To ensure market participants have access to digital marketplaces on equal terms, we need measures to place stronger regulatory conditions on vertical integration – where, for example, a large merchant controls both the marketplace and the payment system through which purchases are made.
Recent interventions from regulators, including European competition commissioner Margrethe Vestager, have highlighted concerns about anti-trust behaviour. This has included warnings that vertical integration in payment markets could present a competitive advantage that potentially harms consumers where it leads to dampening competition, declining choice and rising prices.

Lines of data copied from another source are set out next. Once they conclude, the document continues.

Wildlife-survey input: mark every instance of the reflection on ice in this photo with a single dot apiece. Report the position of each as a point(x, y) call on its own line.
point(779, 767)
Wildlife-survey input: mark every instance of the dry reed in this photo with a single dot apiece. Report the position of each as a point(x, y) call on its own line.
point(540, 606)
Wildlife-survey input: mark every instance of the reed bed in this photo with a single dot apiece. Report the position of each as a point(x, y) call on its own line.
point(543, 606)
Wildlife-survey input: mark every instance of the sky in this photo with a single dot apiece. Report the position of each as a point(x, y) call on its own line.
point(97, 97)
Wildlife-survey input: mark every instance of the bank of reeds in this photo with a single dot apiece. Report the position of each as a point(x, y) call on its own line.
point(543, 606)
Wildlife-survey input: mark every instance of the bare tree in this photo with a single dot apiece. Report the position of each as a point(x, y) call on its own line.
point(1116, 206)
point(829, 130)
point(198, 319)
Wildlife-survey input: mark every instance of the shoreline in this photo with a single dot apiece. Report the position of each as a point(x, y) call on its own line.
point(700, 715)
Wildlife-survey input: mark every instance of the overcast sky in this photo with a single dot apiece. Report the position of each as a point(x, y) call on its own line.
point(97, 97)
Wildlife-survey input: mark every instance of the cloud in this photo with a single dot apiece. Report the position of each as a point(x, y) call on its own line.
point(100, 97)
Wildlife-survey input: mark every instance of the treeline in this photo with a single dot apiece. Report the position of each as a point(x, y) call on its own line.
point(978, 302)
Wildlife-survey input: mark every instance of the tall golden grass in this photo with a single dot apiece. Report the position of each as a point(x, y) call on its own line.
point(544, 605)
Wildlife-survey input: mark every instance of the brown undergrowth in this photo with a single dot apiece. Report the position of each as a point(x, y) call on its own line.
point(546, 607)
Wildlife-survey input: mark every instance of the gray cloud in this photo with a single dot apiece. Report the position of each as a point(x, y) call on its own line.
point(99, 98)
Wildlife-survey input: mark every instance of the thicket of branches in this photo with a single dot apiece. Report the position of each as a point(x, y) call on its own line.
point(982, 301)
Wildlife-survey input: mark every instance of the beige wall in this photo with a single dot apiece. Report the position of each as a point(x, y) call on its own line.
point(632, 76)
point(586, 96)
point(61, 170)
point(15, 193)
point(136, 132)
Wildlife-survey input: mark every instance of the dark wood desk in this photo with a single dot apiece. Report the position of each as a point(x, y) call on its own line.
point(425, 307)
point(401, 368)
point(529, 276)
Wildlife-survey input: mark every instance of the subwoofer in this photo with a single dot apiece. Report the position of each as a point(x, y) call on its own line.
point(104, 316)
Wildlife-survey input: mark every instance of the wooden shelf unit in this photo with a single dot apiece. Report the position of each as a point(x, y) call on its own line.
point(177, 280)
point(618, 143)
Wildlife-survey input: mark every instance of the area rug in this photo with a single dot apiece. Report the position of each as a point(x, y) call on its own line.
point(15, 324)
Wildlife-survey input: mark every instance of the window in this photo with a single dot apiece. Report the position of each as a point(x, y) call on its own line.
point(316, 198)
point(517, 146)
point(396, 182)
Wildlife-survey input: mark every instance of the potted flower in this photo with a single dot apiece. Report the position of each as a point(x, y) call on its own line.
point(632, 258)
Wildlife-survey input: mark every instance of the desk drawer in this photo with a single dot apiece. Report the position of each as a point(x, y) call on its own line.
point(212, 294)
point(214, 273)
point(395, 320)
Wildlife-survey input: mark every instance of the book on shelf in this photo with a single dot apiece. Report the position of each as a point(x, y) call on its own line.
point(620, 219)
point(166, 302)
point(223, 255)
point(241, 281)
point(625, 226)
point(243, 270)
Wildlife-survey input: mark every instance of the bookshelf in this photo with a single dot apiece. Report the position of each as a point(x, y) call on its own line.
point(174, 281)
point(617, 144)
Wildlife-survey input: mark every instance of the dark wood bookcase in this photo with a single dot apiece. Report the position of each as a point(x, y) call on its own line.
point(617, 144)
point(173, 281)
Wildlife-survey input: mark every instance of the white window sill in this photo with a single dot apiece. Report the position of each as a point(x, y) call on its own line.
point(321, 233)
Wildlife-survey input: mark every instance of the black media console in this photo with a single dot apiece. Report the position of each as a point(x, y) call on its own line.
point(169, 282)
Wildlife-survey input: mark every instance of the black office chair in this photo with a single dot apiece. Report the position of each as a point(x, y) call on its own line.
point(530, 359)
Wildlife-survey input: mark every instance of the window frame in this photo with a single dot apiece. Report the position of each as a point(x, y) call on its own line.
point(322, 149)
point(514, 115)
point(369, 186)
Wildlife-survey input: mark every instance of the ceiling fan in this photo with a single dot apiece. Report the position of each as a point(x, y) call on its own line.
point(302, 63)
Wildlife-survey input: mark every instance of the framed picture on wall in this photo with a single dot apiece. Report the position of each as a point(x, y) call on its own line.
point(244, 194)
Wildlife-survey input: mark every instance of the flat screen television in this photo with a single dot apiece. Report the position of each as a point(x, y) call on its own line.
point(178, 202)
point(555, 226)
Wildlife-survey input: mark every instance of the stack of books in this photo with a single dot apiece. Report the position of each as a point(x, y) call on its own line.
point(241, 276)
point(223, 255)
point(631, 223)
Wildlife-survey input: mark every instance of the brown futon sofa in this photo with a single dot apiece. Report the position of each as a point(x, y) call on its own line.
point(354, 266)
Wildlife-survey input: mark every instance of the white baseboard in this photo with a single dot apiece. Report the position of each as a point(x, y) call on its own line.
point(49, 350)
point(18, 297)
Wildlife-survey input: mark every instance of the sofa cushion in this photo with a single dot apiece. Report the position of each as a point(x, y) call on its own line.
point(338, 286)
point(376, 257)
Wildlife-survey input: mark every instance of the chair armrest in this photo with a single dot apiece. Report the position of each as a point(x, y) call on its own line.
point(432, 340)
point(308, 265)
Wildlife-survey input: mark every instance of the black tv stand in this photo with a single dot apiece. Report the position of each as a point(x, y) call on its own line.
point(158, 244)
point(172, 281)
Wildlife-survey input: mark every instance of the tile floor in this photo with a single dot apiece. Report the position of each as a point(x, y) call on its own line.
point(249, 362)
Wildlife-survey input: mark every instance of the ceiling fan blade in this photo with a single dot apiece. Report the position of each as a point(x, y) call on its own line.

At IPPR, we’ve developed recommendations that new powers should enable the Competition and Markets Authority to impose conditions on market entry for major platforms, including requirement to comply with open banking principles and open-source technology, and to compel platforms to open up their data upon entry to personal finance markets. These should include an option to block market entry, including for major technology platforms, where it could lead to consumer detriment, slowing in innovation rates, or excessive market power.
A future with less cash
The future will have less cash. This prospect raises questions that reach across our economy, from my local coffee shop to the Bank of England. But action taken by government, regulators and financial service providers now will determine the course of this transition and who stands to benefit from it.
Protecting against monopoly power in payments markets will be key to shaping a future economy that is both more digital, and more just.
By cycling the financial gains from a more digital economy into efforts to strengthen digital skills and connectivity where they’re lacking, protect cash access where it’s needed, and foster more inclusive forms of innovation, we can get some way towards a future for UK payments that delivers excellent financial services for all.